Combat, as you can guess, is pretty hands off. The boy can't defend himself on his own. If enemies approach it is your job to trust Trico to handle them. The best the player can do is run away, and mash on the buttons when they are apprehended. On the other hand, Trico also needs to trust you. There are symbols you can find that Trico will not approach and that you need to find ways to destroy before Trico will proceed. The game uses these mechanics to make the player trust Trico and, by extension, make Trico trust the player. It might be why the bond at the end eventually does become so strong. The player is forced to build it through gameplay and not just simply through a series of cutscenes showing the two growing closer. It's pretty strong, but also pretty creative.
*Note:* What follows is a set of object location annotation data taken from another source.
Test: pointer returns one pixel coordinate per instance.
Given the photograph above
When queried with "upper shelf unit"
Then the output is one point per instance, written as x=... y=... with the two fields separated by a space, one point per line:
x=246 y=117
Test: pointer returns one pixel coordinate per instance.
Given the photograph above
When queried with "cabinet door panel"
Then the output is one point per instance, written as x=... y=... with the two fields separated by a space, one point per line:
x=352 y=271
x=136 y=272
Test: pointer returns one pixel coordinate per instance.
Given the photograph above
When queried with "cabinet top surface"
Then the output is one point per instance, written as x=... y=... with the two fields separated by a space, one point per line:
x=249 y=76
And that's the thing about The Last Guardian, there are few games you're going to play like it. It's just held back by some of its problems. The camera and controlling Trico are problems, but thanks to the design of the game, they're never big setbacks. But they ARE annoying moments, especially when the game wants to provide a sense of urgency. When trying to outrun knights and the camera decides to focus elsewhere, that interrupts the flow. When the camera decides to randomly focus on Trico while I'm in the middle of a puzzle, that can be a problem. You can reset it, but these are still moments when it can be a problem. After a while controlling Trico just doesn't really become a problem when you realize the whole point of the game is building trust. The game had to find some way to give the illusion that Trico has a mind of his own and so I really didn't mind that as much the further I got into the game. The camera, however, does not become a non-issue later on in the adventure.
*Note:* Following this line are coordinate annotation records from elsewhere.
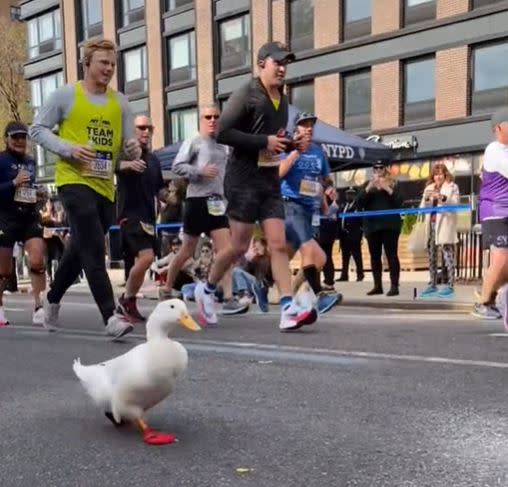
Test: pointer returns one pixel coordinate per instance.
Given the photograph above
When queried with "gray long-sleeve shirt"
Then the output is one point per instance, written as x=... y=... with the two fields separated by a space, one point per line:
x=58 y=107
x=195 y=153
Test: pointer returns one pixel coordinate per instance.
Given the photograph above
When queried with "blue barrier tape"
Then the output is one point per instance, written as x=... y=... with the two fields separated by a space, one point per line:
x=357 y=214
x=406 y=211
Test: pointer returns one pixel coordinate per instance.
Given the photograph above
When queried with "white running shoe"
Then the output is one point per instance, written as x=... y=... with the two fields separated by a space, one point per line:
x=3 y=319
x=294 y=317
x=207 y=312
x=51 y=311
x=38 y=317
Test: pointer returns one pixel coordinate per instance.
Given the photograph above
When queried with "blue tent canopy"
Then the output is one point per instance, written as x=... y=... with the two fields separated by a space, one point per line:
x=344 y=150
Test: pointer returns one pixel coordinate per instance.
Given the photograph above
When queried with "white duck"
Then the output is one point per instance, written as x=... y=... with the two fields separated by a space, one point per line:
x=127 y=386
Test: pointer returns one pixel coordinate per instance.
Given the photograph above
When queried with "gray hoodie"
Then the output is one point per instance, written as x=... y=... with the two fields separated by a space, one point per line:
x=193 y=155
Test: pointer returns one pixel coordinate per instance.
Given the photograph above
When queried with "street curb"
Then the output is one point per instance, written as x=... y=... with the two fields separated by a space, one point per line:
x=409 y=305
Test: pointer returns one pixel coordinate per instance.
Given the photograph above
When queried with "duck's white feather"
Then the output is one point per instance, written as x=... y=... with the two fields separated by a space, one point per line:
x=136 y=381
The presentation of it all, however, is incredible. The game has a nice art design and a washed out look similar to other things Team Ico has done. But by far the best looking part of the game is Trico. The way Trico looks, moves and behaves is very reminiscent of a dog and it's almost impossible not to like him. Everything he does feels natural. I never tired of being with Trico throughout the whole journey. Through the relationship of Trico and the boy the game was able to make so many moments so memorable. There were a flurry of emotions as the game progressed. Sadness, anger and despair to name a few... all brought on because of the relationship of these two. The game's music (when there is music) is also pretty good, particularly when being engaged in combat with the knights.
The only real problem with the presentation is that sometimes the game has hiccups when performing. For instance, though it didn't happen often, Trico's AI can lock up. When this happens the ONLY solution is to restart the checkpoint. Again, this is not a big deal. You lose virtually no progress when this happens, but it can be confusing when you can't tell if it's a AI bug or if it's doing a "Trico has a mind of his own..." moment. There were also moments of dips in the frame rate.
In the end, though, The Last Guardian is a solid game. It has problems, but they aren't invasive enough to hold anyone back. For those enjoy good storytelling alone, this is a great game. The puzzles are creative and smart and the relationship formed between the two characters is pretty amazing in and of itself. The Last Guardian is a fantastic game. It's easy to love the game even if it's problems make it hard to be IN love with it.